A. G. Comings House - Exterior

Here are some exterior shots of our house in Oberlin. Click on the picture to get a full-sized image.

House exterior

Exterior view from the north side of the building (Elm Street). The picture is kind of dark, but it looks like I'm goofing around with the front door or something. I didn't get around to carving our pumpkins this year. Pathetic, I know.

Photo by Batman, 12 Nov 2002.

House exterior

View from the northwest. You can see some structural bracing in the corner of the porch from the in-progress porch repair. (That will have its own web page.) That's also why there is lattice-work resting against the foundation.

A fun thing to notice: the short, horizontal window on the second floor (partially obstructed by the tree) is actually in front of a brick chimney, so it doesn't exist inside. Similarly, the right-hand quarter-circle window in the attic is also blocked by the chimney. They are purely decorative.

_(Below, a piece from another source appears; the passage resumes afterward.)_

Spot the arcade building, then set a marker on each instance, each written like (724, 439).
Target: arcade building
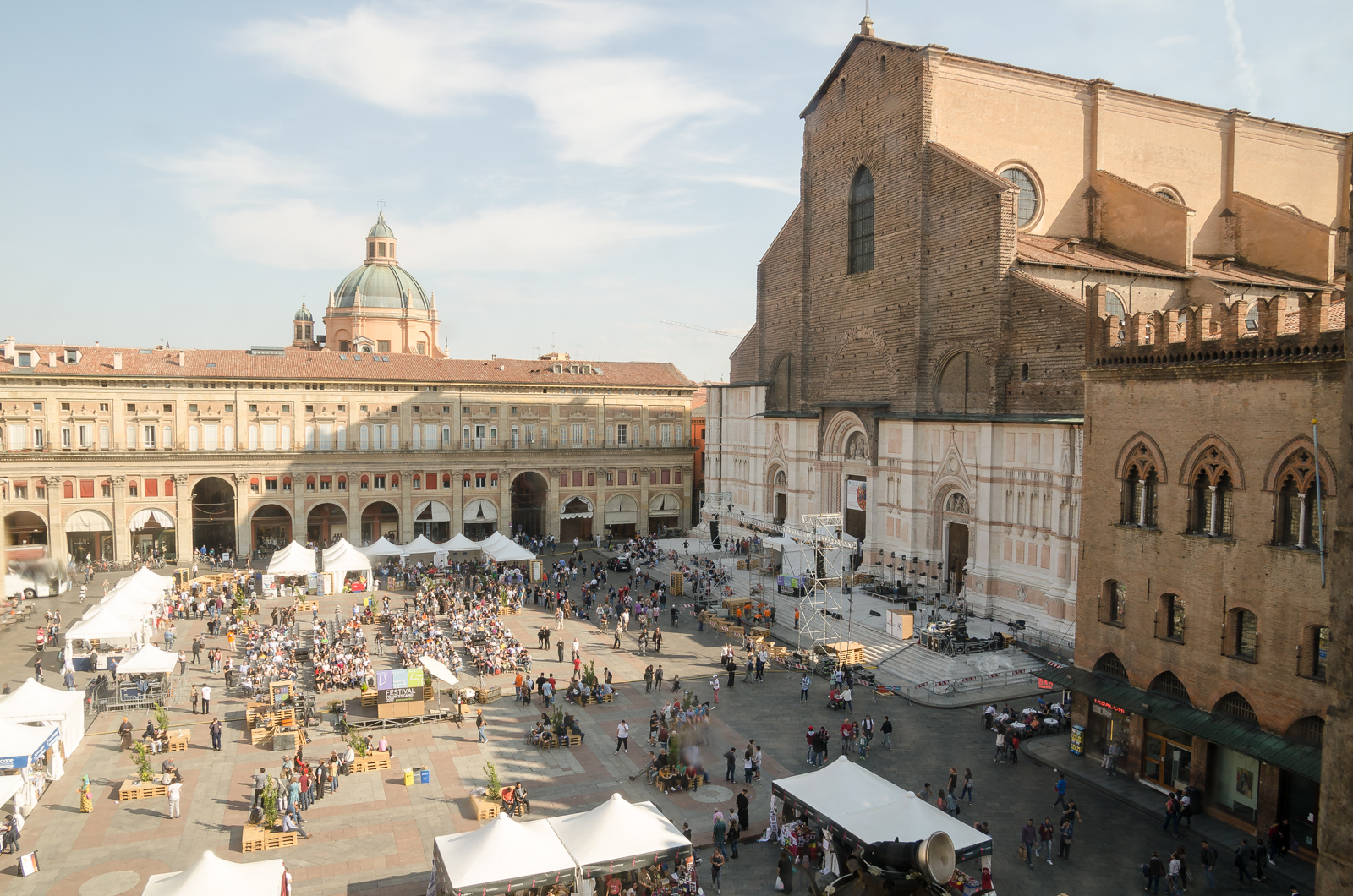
(112, 452)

Photo by Batman, 12 Nov 2002.

House exterior

View from the northeast. This shot really shows off the "asymmetric massing" characteristic of Queen Anne Victorians. There is very little bilateral symmetry in the house; instead, many of the house structures come in threes, usually three parts of unequal size or shape. This is angle provides by far the fanciest views of the house. (It's the side visible when walking to the house from downtown Oberlin.)

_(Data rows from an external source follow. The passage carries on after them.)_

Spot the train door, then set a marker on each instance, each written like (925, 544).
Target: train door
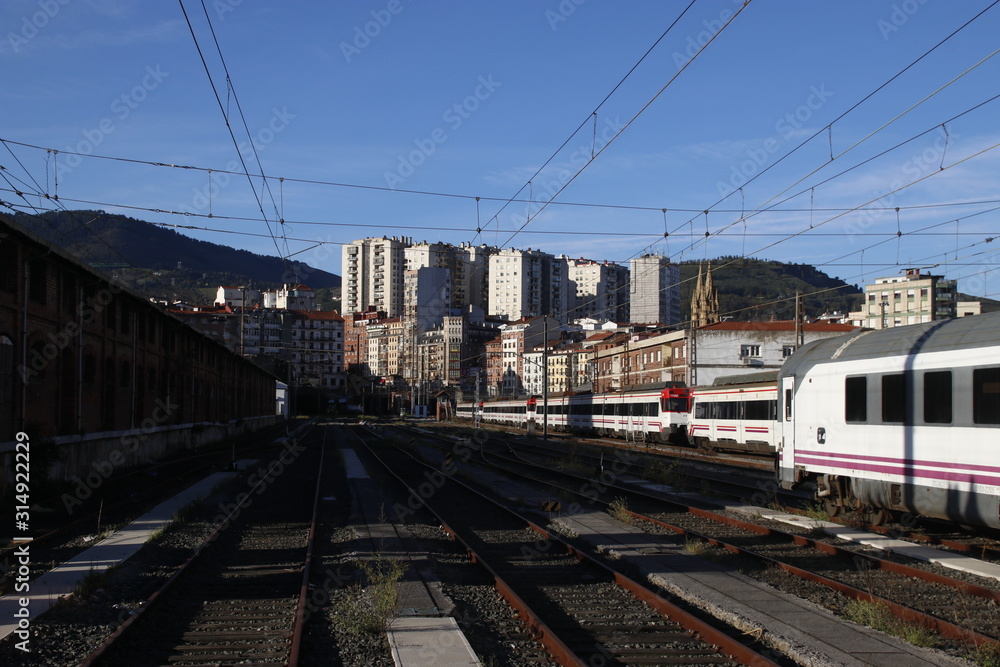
(785, 463)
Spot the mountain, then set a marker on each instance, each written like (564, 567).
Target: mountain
(162, 261)
(756, 289)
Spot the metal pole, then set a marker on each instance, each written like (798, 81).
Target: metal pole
(545, 376)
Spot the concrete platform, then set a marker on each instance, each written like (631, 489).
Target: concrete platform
(806, 632)
(429, 641)
(949, 559)
(63, 580)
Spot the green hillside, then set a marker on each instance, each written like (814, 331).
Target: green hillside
(161, 261)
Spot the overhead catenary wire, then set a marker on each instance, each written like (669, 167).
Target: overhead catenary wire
(229, 128)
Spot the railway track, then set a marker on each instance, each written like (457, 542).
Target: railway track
(240, 598)
(746, 479)
(67, 523)
(583, 611)
(960, 609)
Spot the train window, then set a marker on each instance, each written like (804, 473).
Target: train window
(937, 397)
(986, 395)
(759, 410)
(894, 398)
(856, 399)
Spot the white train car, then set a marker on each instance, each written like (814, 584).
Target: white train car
(736, 413)
(902, 419)
(659, 413)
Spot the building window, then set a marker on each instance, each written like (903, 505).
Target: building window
(6, 369)
(937, 397)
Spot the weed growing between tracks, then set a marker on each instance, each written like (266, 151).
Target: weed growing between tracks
(877, 615)
(987, 655)
(371, 605)
(618, 508)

This photo also shows one of our three monster maple trees. Unfortunately they are monster maples with multiple trunks; this makes them considerably weaker than a tree of similar age with one trunk. We had a lot of work done on this one in the winter of 2000-2001; hopefully it will be a little more stable now.

Photo by Batman, 12 Nov 2002.

House exterior

Another shot from the same angle, a little further back.

There are two young ash trees on our treelawn. (I'd never heard the term "treelawn" until I moved to Ohio. It's the strip of land between the sidewalk and the street.) By stroke of luck, the electric power lines run behind our house, rather than above the treelawn as they are sited on the other blocks of Elm Street. Due to the neverending war between the power company and the trees, most of the trees on Elm Street are looking pretty sad these days. Things are only going to get uglier as the oldest trees (which are older than the power lines, and therefore above the fray) die off.

Anyway, we have these two ash trees which are growing quite fast. I believe they are pumpkin ashes, but ashes are notoriously difficult to identify. I finally got up the nerve to whack the lesser co-dominant trunk in the foreground ash in Jan 2002; I should have done it a year ago.

Photo by Batman, 12 Nov 2002.

House exterior

View of the house from the south. It's interesting that the southern exposure has so few windows compared with the northern exposure. Of course a big part of this is that the north side of the house is the formal, street-side of the house while the back is, well, the back. But one has to wonder if the overall Victorian penchant for the dark (dark wood, dark wallpaper, dark trim paint) extended to window layout also.

It must be said that those north-facing windows really do have the gentle, indirect "writer's light" that would probably be a lot better for my computer-programming needs than the south facing window I set up next to.

Photo by Batman, 12 Nov 2002.

House exterior

Another view from the southeast. It'll be fun to compare this with another shot in a few years, after the various trees and shrubs we've planted have grown in a bit.